Further research should include multicenter validation of the questionnaire, assessment of its responsiveness to changes during therapy, and adaptation for use in different oncological patient populations. Development of a digital version for integration with electronic health records and telemedicine platforms is a promising direction.

This study confirmed the high prevalence of neuropathic pain in breast cancer patients, particularly after chemotherapy. A neuropathic pain component was identified in 17.7% of those examined, with polyneuropathy induced by antitumor therapy being the cause in 40% of cases [1].

5. Conclusions

• The clinical validity of the questionnaire is confirmed: its use increased the accuracy of diagnosing the neuropathic pain component by 32% compared to traditional methods [1].
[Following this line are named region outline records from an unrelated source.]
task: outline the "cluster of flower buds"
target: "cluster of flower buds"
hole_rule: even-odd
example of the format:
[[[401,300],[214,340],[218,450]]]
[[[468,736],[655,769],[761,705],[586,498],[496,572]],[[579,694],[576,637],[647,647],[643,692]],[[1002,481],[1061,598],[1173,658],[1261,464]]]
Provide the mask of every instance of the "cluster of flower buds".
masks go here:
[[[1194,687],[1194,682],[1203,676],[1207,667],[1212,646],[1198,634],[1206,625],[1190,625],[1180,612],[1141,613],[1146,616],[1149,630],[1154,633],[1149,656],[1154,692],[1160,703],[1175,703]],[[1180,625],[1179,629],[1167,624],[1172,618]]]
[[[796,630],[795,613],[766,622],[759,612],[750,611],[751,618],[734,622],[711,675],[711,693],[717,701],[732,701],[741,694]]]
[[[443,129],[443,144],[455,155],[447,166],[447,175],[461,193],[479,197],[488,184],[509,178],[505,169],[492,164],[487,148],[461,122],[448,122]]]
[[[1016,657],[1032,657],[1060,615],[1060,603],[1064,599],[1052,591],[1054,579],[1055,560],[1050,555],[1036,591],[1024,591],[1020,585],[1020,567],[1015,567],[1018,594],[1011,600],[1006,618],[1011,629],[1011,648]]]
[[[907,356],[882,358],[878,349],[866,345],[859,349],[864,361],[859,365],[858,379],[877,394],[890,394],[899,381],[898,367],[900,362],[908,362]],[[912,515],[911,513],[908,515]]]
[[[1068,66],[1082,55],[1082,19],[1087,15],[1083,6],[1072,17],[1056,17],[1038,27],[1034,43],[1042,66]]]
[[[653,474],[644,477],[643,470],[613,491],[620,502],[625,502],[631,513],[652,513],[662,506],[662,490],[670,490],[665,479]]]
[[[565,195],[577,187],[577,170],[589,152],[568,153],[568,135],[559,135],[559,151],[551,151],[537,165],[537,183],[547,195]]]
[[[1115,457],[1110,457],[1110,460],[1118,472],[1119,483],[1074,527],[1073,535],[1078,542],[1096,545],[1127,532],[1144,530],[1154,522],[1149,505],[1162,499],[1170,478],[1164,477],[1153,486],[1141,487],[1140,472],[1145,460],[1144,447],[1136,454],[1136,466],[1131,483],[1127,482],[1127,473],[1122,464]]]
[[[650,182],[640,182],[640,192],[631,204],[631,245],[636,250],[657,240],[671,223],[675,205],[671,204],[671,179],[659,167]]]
• Application of the questionnaire reduced the time required to select adequate analgesic therapy by an average of 4 days [1].

• Integration of this tool into the WHO cancer pain management algorithm optimizes pharmacotherapy, particularly at steps 2–3 of the analgesic ladder.

• Implementation of the questionnaire in palliative oncology clinical practice will ensure a personalized approach to pain control and improve care standards for breast cancer patients.

• The NEURO-MBC questionnaire is recommended for use at initial presentation, with any change in pain characteristics, and for regular monitoring of therapy effectiveness. This enables timely identification of neuropathic pain and optimization of analgesic therapy, substantially improving quality of life in patients with metastatic breast cancer.

The practical significance of the new questionnaire is as follows:

• Enables accurate differentiation between neuropathic and nociceptive pain, which is fundamental for therapeutic strategy;

• Simplifies screening in routine clinical practice thanks to its standardized structure and ease of use [2];

• Facilitates timely initiation of adjuvant therapy (anticonvulsants, antidepressants), improving pain control and quality of life [3] [1].